Website still under construction...but the store is OPEN:

http://www.wforaceway.com/

WFO raceway
4925 Jackman Rd (mirace mile ,store #11)
Toledo,Ohio
43613

1/24 drags and 1/24 8 lane road corse....possible HO track to be added..

Rentals are up and running..

first road corse racing class is PARMA 4" flexi nascar...weds and fridays

Will post more as it comes available.


----------



## twolff (May 11, 2007)

Hours of operation?
How much is track time?
Are smelly tire dressings permitted?

I've still got my 1/24th scale stuff from like 13-15 years ago


----------



## Crimnick (May 28, 2006)

twolff said:


> Hours of operation?
> How much is track time?
> Are smelly tire dressings permitted?
> 
> I've still got my 1/24th scale stuff from like 13-15 years ago


12:00pm to 10:00pm 7days (tentative)

With car and controller:

15min - $6
30min - $10
60min - $18

------

With your own car and controller:

15min - $4 
30min - $7
60min - $12

Tire dressings are permitted..check with owner for allowed substances..(dressing on site)

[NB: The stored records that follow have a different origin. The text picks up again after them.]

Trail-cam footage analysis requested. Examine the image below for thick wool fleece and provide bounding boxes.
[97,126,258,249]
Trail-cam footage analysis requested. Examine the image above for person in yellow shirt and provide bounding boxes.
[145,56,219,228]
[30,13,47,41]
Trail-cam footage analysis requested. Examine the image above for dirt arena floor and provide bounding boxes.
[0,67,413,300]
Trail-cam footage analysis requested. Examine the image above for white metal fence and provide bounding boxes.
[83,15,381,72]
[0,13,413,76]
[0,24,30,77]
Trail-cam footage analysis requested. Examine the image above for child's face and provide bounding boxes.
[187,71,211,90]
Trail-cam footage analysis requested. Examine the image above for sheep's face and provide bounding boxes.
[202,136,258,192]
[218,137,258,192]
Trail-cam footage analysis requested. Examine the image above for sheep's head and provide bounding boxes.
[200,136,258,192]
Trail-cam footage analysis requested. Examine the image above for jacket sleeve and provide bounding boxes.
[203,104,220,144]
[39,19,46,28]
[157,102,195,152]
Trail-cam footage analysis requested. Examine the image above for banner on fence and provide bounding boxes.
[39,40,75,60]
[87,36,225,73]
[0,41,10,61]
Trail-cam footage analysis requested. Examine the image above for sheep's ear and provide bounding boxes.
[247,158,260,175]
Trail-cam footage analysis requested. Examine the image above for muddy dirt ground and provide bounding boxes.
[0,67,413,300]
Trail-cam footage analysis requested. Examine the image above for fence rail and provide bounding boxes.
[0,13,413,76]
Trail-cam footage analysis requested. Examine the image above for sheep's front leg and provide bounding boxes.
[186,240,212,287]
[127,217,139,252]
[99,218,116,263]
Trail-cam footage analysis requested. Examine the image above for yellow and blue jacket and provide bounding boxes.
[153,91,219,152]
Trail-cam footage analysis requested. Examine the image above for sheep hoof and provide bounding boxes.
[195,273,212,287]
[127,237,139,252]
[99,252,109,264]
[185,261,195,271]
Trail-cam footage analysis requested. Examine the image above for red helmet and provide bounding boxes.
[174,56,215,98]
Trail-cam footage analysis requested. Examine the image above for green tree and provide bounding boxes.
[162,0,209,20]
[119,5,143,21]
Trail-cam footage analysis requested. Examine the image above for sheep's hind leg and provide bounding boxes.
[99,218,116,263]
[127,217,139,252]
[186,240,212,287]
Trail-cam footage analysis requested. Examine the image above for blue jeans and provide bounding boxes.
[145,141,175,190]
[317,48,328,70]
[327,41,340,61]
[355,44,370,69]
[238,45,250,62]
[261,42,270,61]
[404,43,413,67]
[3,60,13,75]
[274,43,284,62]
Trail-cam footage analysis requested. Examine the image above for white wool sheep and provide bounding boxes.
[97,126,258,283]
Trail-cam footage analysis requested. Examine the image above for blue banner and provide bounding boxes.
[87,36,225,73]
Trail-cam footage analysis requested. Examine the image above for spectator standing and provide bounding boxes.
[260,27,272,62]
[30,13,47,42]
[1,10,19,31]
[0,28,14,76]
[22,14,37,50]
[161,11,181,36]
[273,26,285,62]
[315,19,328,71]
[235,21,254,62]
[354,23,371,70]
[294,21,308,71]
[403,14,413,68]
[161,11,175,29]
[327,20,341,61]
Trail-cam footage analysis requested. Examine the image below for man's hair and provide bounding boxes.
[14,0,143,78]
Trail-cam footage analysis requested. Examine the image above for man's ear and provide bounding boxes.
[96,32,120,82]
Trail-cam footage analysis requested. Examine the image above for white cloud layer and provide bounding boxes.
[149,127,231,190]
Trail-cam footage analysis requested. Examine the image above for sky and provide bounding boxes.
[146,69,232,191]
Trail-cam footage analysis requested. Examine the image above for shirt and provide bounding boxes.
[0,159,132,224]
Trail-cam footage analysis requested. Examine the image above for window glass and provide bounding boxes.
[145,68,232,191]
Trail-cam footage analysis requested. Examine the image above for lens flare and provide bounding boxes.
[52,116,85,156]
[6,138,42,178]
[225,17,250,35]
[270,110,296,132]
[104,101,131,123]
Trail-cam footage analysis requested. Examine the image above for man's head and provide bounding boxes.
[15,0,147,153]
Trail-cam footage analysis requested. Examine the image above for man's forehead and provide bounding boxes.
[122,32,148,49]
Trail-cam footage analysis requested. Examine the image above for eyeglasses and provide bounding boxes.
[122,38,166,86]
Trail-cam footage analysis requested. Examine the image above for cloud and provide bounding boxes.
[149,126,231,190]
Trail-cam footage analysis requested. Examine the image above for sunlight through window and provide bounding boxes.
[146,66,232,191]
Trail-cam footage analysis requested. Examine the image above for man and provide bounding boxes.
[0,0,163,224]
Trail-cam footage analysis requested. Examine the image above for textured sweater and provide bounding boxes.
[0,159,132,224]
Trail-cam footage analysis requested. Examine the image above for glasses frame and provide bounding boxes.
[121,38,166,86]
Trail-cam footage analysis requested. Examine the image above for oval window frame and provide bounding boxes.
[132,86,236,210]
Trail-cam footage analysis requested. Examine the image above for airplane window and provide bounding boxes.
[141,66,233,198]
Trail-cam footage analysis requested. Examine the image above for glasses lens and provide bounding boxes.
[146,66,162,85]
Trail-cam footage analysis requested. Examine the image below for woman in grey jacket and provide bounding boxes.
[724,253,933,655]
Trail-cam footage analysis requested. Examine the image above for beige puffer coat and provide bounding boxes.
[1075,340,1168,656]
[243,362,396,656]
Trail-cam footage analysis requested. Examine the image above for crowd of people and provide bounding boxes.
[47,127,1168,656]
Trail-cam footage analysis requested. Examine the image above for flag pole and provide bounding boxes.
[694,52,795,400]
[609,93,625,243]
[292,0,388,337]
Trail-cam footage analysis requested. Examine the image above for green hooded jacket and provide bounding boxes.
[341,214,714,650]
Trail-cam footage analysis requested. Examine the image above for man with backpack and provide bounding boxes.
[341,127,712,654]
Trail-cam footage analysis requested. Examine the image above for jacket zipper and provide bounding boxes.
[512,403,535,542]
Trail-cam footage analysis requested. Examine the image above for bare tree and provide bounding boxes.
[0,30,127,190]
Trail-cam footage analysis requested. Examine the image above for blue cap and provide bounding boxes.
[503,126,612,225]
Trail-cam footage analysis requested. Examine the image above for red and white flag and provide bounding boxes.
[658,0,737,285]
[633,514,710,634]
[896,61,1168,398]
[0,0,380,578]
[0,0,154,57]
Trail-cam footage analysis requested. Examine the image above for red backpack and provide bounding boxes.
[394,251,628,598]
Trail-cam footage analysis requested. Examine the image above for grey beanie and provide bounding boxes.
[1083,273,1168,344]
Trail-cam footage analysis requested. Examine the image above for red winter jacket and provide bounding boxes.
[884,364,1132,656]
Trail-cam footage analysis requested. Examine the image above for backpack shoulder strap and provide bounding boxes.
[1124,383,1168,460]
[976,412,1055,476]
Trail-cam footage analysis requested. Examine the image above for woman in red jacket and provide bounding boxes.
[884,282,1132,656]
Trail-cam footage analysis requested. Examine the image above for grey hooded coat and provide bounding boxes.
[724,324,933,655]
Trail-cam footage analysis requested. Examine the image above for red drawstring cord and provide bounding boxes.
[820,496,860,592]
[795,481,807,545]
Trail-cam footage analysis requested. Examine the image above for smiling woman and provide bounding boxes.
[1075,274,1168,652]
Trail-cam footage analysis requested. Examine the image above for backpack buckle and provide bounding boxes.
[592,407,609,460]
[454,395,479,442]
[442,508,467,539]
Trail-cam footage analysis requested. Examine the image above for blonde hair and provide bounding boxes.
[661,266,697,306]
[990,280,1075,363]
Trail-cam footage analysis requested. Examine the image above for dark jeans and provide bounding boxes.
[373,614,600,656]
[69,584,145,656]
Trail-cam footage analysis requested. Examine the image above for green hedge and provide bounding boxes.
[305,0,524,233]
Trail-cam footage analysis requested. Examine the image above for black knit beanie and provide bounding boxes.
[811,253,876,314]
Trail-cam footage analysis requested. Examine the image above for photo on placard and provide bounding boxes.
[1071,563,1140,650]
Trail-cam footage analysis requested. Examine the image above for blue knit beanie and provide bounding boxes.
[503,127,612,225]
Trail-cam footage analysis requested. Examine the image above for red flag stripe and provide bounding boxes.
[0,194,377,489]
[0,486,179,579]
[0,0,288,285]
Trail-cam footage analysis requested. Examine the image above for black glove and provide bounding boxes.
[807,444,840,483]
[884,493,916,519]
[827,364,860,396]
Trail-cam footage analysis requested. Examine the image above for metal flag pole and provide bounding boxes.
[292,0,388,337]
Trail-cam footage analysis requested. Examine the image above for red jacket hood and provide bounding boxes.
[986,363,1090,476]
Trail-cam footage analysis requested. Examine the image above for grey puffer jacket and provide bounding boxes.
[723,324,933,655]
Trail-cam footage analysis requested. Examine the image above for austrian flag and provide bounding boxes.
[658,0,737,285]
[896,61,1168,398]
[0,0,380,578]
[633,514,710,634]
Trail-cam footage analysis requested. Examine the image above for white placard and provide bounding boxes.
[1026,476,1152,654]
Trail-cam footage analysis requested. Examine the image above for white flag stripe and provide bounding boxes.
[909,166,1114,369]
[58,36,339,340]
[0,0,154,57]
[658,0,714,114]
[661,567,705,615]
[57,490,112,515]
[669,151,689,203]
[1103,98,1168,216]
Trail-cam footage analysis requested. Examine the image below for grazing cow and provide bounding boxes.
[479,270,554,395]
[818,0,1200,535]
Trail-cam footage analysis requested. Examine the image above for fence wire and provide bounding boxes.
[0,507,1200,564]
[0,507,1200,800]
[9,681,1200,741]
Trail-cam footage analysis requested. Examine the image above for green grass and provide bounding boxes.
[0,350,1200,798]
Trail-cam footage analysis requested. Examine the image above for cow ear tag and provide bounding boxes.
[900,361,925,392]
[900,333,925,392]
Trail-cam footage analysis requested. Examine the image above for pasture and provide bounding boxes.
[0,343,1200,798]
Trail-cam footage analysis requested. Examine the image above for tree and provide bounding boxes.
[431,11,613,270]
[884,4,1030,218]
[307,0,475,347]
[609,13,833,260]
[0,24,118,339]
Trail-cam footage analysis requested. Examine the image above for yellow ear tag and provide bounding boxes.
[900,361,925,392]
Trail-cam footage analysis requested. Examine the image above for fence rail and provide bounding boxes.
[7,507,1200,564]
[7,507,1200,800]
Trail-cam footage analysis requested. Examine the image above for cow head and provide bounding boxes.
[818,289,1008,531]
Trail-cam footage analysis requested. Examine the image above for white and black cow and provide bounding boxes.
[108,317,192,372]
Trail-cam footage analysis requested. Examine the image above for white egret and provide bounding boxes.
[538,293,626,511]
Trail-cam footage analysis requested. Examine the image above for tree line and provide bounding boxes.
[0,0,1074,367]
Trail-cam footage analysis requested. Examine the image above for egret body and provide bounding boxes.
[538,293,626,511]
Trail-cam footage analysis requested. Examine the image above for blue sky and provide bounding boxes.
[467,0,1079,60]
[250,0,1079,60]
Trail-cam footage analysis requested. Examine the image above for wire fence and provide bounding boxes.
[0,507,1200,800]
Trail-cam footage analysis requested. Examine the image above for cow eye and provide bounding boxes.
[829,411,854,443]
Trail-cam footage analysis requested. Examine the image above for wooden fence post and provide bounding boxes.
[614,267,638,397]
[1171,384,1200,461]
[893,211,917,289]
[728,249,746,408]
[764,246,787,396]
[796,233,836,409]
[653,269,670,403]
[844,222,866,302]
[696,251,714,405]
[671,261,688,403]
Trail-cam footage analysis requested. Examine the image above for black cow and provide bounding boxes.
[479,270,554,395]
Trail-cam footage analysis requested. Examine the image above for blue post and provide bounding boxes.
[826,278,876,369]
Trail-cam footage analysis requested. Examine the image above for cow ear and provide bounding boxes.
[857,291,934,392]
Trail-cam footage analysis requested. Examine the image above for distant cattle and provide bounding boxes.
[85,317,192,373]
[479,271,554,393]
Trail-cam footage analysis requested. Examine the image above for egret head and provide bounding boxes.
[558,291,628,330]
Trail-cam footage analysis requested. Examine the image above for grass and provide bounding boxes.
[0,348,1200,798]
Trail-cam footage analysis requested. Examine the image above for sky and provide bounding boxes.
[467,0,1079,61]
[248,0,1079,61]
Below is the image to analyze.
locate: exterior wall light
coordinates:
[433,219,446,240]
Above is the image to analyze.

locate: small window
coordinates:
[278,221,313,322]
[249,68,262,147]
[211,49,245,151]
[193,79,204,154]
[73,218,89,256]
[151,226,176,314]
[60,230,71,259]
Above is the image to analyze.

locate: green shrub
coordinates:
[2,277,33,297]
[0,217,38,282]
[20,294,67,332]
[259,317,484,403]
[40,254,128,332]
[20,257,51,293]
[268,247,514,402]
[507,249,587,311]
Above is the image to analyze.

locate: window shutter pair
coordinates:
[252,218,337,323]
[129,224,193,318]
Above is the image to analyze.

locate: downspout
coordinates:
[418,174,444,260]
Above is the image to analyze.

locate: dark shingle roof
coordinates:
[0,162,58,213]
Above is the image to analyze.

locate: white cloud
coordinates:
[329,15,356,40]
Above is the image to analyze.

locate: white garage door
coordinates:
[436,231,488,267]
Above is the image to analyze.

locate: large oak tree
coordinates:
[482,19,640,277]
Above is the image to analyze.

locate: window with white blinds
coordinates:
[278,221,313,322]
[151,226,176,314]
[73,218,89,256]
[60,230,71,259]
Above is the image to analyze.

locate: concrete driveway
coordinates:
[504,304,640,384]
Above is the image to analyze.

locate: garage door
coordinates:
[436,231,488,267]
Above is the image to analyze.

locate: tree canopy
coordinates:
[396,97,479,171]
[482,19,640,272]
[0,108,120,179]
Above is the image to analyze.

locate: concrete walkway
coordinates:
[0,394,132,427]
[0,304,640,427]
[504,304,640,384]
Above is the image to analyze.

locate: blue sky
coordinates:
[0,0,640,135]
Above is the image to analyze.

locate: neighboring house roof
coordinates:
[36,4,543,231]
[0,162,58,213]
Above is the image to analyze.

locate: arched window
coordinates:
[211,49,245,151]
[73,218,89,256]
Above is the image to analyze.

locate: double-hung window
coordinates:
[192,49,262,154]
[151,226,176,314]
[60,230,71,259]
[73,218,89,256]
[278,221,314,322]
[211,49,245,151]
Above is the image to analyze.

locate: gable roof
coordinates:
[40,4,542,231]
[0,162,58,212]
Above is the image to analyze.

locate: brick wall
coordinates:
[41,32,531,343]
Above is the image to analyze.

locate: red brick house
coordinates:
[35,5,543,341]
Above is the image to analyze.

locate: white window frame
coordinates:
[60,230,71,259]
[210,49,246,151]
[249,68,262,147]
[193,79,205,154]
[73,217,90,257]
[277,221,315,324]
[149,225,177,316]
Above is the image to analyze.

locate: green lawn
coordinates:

Store is litterally still being set up....Still working out drag rates and workng on the dragstrip...

Owner is planning a 1:1 car show with music for grand opening...


----------



## twolff (May 11, 2007)

I'll swing by it in the next couple weeks and check it out. I'd give a box stock or Womp class a go. I raced a little stock back then until some of the guys got way too serious and sucked all the fun out of it.


----------